Ellsworth Kelly, Black Yellow
Ellsworth Kelly
Black Yellow
1972
Lithograph
34 x 39 3/4 in.
Edition of 55
This piece is pencil signed and numbered.
About This Work:
Ellsworth Kelly assembles his art’s constitute parts until they cohere to some point of emotional or intellectual satisfaction, much like an architect does. Its goal is to have the viewer moved by the purely visual.
This work by Kelly is a perfect example of how the artist juxtaposes discrete colored shapes. The colors lead our eye around the image in a kind of syncopated dance without ever allowing the shape to pop forward or sink back into a recessional space. This print is a “tour de force of restrained geometry and exuberant color.”
About Ellsworth Kelly:
“I have worked to free shape from its ground, and then to work the shape so that it has a definite relationship to the space around it; so that it has a clarity and a measure within itself of its parts (angles, curves, edges and mass); and so that, with color and tonality, the shape finds its own space and always demands its freedom and separateness.”- Ellsworth Kelly
Ellsworth Kelly is an American painter, sculptor, and printmaker associated with Hard-edge painting, Color Field painting and the Minimalist school. His works demonstrate unassuming techniques emphasizing the simplicity of form.

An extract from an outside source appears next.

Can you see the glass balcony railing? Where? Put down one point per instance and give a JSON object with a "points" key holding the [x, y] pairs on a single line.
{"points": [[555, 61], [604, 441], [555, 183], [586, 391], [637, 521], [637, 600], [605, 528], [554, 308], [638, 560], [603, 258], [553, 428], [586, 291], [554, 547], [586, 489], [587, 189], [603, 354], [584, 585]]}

Although Kelly can now be considered an essential innovator and contributor to the American abstraction art movement, he was not always seen in such a positive light. It was hard for many to find the connection between Kelly’s art and the dominant stylistic trends For Example, observing how light fragmented on the surface of water, he painted Seine (1950), made of black and white rectangles arranged by chance.
He created a new freedom of painterly expression. He began working in extremely large formats and explored the concepts of seriality and monochrome paintings. As a painter he worked in an exclusively abstract mode. By the late 1950s his painting stressed shape and planar masses (often assuming non-rectilinear formats). His work of this period also provided a useful bridge from the vanguard American geometric abstraction of the 1930s and early 1940s to the Minimalism and reductive art of the mid-1960s and 1970s.
Kelly has distilled his palette and introduced forms never before. He starts with a rectangular canvas that he carefully paints with many coats of white paint; a shaped canvas, usually painted in a single bright color, is placed on top. The quality of line seen in his paintings and in the form of his shaped canvases is very subtle. The use of form and shadow, as well as the construction and deconstruction of the visible implies perfection.